Mexican legislators are expected today to overhaul the country's famously ineffective justice system, implementing public trials nationwide while turning up the heat on organized crime.
The long-awaited "justice reform" bill — the result of several years of fierce debate among security experts, academics and human rights activists — would amend the constitution to include the presumption of innocence and other guarantees. It would also provide alternatives to jail for minor crimes, in an attempt to reduce overcrowding in Mexican prisons.
Many of the new rights, however, would not apply to suspected members of the criminal mafias, who could be held for up to 40 days without charges. The bill would also insert in the constitution a liberal definition of "organized crime" as "a group of three or more people formed with the intention of repeatedly breaking the law."
The bill's supporters say such tough measures are needed to combat the narcotics gangs, whose bloody feuds killed more than 2,000 people last year, including dozens of police and soldiers.
"In this moment when organized crime is tearing Mexico apart, we can't protect the criminals," said Juan Francisco Rivera, a legislator from northern Nuevo Leon state, one of the cartels' bloodiest battlegrounds. "We have to give the police and security agents tools so they can take immediate action."
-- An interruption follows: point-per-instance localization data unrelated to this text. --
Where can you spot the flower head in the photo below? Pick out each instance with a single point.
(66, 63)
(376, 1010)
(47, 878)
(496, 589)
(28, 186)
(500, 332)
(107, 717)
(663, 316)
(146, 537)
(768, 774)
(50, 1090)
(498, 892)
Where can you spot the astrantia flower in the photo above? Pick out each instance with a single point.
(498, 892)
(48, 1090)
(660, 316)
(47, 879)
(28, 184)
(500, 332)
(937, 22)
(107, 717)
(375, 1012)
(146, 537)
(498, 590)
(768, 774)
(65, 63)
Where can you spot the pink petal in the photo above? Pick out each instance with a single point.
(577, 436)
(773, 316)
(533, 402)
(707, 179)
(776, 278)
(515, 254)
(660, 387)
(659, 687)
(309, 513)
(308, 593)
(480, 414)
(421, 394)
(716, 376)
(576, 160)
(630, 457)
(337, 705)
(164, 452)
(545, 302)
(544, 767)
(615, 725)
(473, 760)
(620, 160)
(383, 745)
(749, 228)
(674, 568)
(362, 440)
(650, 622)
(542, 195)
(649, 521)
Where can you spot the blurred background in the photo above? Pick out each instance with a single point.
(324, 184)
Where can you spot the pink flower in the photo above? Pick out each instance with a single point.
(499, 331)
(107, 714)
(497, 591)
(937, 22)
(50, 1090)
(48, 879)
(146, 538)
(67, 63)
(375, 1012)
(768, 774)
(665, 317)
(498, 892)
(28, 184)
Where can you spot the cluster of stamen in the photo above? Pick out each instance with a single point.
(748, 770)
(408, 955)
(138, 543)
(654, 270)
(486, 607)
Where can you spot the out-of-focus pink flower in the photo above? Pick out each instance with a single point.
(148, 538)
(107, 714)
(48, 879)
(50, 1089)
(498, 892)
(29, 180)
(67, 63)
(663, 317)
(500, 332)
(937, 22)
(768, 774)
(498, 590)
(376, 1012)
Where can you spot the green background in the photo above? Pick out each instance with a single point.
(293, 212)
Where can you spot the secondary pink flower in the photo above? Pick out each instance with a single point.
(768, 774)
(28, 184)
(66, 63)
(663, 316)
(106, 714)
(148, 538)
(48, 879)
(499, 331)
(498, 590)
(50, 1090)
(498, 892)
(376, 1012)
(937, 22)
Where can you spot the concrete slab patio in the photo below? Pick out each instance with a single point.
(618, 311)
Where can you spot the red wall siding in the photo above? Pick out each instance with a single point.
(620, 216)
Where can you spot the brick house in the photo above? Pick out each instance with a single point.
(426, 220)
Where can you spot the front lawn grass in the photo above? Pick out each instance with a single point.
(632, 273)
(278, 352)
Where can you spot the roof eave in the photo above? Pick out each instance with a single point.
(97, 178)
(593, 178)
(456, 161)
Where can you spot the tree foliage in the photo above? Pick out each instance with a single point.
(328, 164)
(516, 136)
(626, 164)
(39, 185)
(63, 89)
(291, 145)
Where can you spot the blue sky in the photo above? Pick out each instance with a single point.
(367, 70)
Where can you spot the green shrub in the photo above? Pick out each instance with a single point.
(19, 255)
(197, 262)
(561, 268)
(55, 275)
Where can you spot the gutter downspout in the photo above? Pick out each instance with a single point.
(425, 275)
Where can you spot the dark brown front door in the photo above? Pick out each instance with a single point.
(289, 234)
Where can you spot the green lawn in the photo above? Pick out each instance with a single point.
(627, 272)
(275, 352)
Importance: So Mexico is changing their justice system to one similar to the U.S. which will operate under innocent until proven guilty, as opposed to its current system which runs more as guilty until proven innocent. The question is whether the proposed reform will help cut down on organized crime, as many hope it will, or push Mexico closer to becoming a police state with the amount of leeway it is giving police and military in times of "imminent danger."